Jakarta, FORTUNE - Digitalisasi sistem pembayaran hingga tersedianya uang elektronik diyakini telah menurunkan peredaran uang palsu.
Hal tersebut diungkap Kepala Departemen Pengelolaan Uang BI, Marlison Hakim saat Taklimat Media mengenai peluncuran Uang Rupiah Tahun Emisi 2022 secara virtual, Kamis (18/8). Marlison menjelaskan, hal tersebut tercermin dari rasio uang palsu terhadap uang yang diedarkan terus menurun.
Pada 3 tahun ke belakang, tepatnya di 2020, dari 1 juta lembar uang rupiah kertas asli terdapat 9 lembar yang palsu. Rasio uang palsu tersebut terus menurun hingga 2022. "Hingga semester I 2022 ini semakin menurun jadi tiga lembar di setiap 1 juta yang yang diedarkan," kata Marlison.
Ia menjelaskan, uang palsu di masyarakat tidak memiliki nilai. Oleh sebab itu, bank sentral menghitung rasio uang palsu dengan istilah lembar.

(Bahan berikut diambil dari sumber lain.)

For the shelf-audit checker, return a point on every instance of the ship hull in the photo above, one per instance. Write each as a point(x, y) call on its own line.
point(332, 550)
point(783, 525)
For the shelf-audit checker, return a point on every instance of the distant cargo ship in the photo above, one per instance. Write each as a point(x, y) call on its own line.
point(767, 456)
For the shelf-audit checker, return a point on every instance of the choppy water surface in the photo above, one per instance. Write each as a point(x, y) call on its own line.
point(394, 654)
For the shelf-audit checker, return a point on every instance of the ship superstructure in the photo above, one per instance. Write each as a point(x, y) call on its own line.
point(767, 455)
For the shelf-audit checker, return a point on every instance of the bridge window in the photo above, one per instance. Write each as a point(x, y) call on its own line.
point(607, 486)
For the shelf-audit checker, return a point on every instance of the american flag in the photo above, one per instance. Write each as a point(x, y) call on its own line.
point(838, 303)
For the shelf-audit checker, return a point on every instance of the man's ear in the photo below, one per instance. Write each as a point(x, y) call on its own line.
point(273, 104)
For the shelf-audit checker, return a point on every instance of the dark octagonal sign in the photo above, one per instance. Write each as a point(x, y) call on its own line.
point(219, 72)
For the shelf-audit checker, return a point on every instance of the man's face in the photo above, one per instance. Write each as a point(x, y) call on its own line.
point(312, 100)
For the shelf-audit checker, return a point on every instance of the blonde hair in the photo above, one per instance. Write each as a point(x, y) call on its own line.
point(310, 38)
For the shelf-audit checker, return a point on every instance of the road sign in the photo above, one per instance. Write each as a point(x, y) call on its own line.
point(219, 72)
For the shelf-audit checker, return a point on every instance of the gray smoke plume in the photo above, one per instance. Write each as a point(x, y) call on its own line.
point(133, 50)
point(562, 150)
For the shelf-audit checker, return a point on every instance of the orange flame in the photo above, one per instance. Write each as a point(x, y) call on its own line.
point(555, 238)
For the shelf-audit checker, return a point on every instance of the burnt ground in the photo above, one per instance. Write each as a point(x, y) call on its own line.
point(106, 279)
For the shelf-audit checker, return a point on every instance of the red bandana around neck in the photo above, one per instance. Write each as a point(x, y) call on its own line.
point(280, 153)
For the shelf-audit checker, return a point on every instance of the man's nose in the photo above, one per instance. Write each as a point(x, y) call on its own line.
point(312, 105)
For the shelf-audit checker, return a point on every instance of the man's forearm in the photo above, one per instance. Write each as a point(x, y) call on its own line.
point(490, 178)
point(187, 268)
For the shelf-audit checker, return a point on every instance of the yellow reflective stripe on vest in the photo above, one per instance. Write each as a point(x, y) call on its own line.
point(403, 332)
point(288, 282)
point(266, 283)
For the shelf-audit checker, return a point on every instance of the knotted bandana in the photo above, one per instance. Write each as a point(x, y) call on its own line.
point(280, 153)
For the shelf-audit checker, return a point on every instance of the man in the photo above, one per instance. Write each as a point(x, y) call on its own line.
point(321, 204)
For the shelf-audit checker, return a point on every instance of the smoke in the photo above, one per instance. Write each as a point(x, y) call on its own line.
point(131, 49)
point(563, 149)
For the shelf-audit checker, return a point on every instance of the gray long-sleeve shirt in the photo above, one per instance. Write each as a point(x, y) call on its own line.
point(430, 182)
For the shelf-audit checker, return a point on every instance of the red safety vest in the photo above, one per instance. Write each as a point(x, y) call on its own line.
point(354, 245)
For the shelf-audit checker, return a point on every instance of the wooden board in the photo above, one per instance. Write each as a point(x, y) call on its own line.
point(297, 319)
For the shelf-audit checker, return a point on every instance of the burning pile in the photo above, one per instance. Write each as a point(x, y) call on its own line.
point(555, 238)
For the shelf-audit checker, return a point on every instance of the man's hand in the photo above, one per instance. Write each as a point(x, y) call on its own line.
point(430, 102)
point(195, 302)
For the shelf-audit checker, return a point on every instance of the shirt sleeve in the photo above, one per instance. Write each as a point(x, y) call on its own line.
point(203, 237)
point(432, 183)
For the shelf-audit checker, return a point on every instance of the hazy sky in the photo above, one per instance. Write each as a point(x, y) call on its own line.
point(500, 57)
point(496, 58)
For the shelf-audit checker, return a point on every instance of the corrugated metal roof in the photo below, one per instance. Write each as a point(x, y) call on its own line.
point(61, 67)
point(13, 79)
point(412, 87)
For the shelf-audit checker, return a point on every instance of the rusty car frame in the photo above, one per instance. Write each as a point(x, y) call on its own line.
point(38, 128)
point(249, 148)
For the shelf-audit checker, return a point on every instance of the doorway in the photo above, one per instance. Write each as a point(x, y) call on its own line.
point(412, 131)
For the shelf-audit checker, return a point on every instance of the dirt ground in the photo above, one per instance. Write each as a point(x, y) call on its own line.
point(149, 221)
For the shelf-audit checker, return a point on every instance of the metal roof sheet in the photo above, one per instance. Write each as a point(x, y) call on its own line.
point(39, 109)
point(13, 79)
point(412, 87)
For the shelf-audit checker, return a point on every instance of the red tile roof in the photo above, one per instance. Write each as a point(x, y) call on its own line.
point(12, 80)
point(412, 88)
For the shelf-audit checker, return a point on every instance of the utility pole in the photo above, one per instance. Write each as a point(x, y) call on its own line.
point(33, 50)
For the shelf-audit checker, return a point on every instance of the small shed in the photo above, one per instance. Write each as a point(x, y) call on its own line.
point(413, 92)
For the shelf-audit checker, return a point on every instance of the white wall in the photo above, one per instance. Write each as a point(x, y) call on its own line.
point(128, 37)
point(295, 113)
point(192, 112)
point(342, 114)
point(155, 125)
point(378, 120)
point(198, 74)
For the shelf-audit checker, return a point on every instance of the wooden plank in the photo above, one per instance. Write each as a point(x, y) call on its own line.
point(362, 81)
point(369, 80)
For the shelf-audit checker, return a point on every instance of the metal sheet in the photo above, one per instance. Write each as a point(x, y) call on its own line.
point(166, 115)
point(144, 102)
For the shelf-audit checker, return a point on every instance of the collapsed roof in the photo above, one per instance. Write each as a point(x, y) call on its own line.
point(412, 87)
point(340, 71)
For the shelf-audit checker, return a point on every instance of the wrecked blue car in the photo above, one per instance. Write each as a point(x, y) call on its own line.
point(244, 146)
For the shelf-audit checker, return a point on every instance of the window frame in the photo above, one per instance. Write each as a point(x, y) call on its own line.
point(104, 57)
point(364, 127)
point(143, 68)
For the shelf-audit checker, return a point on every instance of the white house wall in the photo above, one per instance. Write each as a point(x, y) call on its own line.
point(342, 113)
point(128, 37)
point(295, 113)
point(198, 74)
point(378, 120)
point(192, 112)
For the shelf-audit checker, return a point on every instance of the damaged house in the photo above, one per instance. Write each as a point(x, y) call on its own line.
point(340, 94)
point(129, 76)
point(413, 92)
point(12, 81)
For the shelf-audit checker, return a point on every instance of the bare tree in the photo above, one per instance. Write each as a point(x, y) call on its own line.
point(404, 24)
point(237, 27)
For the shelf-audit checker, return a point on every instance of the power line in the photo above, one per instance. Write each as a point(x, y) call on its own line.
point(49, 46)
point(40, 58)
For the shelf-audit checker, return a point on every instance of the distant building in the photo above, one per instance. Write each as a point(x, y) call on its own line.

Digitalisasi juga menggerus pemakaian uang kecil
Tak hanya menggerus peredaran uang palsu, digitalisasi juga diyakini telah mengurangi pemakaian uang kecil di masyarakat. Sebut saja lembaran uang hingga logam Rp1.000,- yang kini jarang dijumpai masyarakat.
Marlison mengatakan, masyarakat saat ini mulai beralih ke uang elektronik atau pembayaran nontunai. "Sebagai contoh, dulu pada waktu masih tol itu uang kecil sangat tinggi sekali. Dengan adanya sekarang nontunai, (penggunaan uang logam) sangat menurun sekali untuk uang tunai," kata Marlison.
BI tetap pertahankan keberadaan uang logam
Meski demikian, bank sentral menganggap kebutuhan akan uang logam masih ada sebagai pembayaran uang kecil atau sekedar kembalian uang.
Oleh sebab itu, BI bertekad untuk tetap mempertahankan peredaran uang logam meskipun telah jarang digunakan oleh masyarakat.